Дьяков с предупреждающими криками резко перемахнул через низкую стенку веранды и быстро устремился к нам.
     – Эй, эй! Вы чего, мужики! Совсем обалдели? Андрей! Вы тут ещё поубивайте друг друга! Профессоры хреновы!
     Я посмотрел на Максима. Затем на ползающего, невнятно бормочущего Сергея. Действительно, нехорошо как-то получилось. Грубо. Цинично. А выбор? Как поступить в такой ситуации? Нет, здесь всё было слишком серьёзно, чтобы рисковать и отпускать это на самотёк. Как говорится, самое время расставить все точки.
     – Хорошо, Максим, а ты что скажешь? Обо всём этом? Твоё мнение?
     Максим не спешил с ответом. Он ещё раз убедился, что продолжения драки не будет, поднял из травы дорогой диктофон, затем помог подняться Сергею, немного отряхнул его от прилипшей травы и грязи, прислонил ещё покачивающегося учёного к стенке сарая, опять закурил и задумался.
     – Не нравится мне всё это. Особенно сейчас. Евгений рассказывал, что какую-то хрень да жуть во сне видел, кошмары в общем… Я там, в блокноте записал. Нежить какая-то. Потом почитаешь, или вон, сам его расспроси. Да дело даже не в этом. Лично я ничего не видел. Абсолютно. Аркадий Сергеевич – не знаю - уж больно невероятная история получается. У Николая – психоз алкогольный. Что видел ты – я тоже не знаю. Да и видел ли. Короче, я расскажу, что вижу я. Ехать надо. Уже сегодня. Не то передерёмся все, или с ума сойдём. Или Каверин загнётся. Или Женька. Можешь не верить, но даже у меня какое-то нехорошее предчувствие…
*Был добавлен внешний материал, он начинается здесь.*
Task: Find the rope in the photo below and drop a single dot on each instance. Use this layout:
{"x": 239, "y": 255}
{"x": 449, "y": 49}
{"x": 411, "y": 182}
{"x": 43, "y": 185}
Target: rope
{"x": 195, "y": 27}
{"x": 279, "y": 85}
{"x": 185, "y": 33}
     Солнце начинало клониться к закату. Был шестой час вечера. Втроём мы поплелись обратно к веранде. Я взглянул на остальных. Надо было что-то решать.
     – Значит, единогласно? – спросил я.
     – Единогласно, – громко сказал внезапно «оживший» Каверин.

               XIV

     (несколькими часами ранее)
     Утром, после второго моего свидания с Ольгой, ко мне робко подошёл Аркадий Сергеевич. Мы ещё разминулись с ним в прихожей около часа назад. Сейчас он выглядел уже гораздо более спокойным, если не считать какого-то странно-отрешённого взгляда.
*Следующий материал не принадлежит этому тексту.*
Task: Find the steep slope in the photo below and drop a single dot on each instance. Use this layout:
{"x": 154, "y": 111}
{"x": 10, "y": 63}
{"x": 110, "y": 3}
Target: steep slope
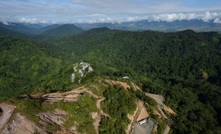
{"x": 5, "y": 31}
{"x": 184, "y": 66}
{"x": 25, "y": 66}
{"x": 63, "y": 30}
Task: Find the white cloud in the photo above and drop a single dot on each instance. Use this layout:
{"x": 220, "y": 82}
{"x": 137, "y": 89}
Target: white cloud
{"x": 217, "y": 20}
{"x": 30, "y": 20}
{"x": 206, "y": 17}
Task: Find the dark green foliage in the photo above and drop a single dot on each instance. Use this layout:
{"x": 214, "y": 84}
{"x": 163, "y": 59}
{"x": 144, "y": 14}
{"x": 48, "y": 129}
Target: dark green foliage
{"x": 25, "y": 66}
{"x": 183, "y": 66}
{"x": 63, "y": 30}
{"x": 118, "y": 104}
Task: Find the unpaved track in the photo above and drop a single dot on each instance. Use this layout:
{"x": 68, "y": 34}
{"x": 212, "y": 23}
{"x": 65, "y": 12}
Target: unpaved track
{"x": 7, "y": 110}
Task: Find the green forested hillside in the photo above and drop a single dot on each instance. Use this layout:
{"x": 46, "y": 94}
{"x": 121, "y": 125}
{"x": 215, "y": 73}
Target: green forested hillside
{"x": 185, "y": 67}
{"x": 63, "y": 30}
{"x": 26, "y": 66}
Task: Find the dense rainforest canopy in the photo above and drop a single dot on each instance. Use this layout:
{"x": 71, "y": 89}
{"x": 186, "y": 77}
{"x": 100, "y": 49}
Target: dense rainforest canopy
{"x": 184, "y": 66}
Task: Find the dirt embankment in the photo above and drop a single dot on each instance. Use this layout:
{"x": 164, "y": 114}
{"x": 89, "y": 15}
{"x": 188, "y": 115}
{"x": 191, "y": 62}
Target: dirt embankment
{"x": 7, "y": 111}
{"x": 123, "y": 84}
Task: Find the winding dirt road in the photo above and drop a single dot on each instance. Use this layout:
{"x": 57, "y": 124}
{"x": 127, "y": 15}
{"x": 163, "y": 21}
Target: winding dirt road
{"x": 7, "y": 110}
     – Андрей, мне нужно с тобой поговорить.
     – Хорошо.
     – Не здесь. Не в доме. Пойдём, прогуляемся? – предложил он.
     – Аркадий Сергеевич, что случилось?
     – Что случилось? Что случилось… Да так, ничего особенного, – каким-то странным монотонным голосом ответил он.
     – Просто я был в Аду, и меня чуть не сожгли заживо.
Я даже не удивился. За последние трое суток я наслушался подобных историй больше, чем за пять лет работы в психбольнице. Я уже начал опасаться, что вряд ли вообще что-либо теперь способно меня удивить.
     – Вы шутите? – на всякий случай спросил я.
     – Нет. Если бы…
     Мы вышли за ограду и неспеша прогуливались на пустыре.
     – Тогда рассказывайте.
     Аркадий тягостно вздохнул, и начал своё повествование.

     Физик проснулся около трёх часов ночи. Ему нужно было идти. Идти в лес. Зачем – он не знал. Просто – идти и всё. И он пошёл. Странная и неведомая непреодолимая сила словно вытягивала его из дома прочь. Как будто тело переставало слушаться его протестов. Он даже подумал, не сон ли это. Но нет, слава богу, за свои 44 года он уже научился отличать явь ото сна. Хотя, лучше бы он ошибался.
     Аркадий спустился по лестнице на первый этаж, сделал последнюю отчаянную попытку сопротивления у входной двери, затем отворил замки и шагнул в ночь.
     За воротами был пустырь, и далее дорога уходила в лес, обрамлявший озеро. Лес выглядел не то что бы слишком густым, с частыми полянами и просеками, но это только сначала. В глубину люди ходили редко, а между тем, лес уходил вдаль, на Северо-восток километров на сорок – не меньше. И то, куда непреодолимо тянуло Аркадия – был явно не прилесок.
     Дорогу физику освещали только бледная Луна и далёкие звёзды, и, поэтому он шёл, спотыкаясь по мелким тропам, путаясь в кустах папоротника и акации, шёл прямо, как по компасу, но абсолютно неизвестно куда. Это пугало Аркадия. Хотя сказать, что испуг был единственным его чувством – было бы не совсем верно.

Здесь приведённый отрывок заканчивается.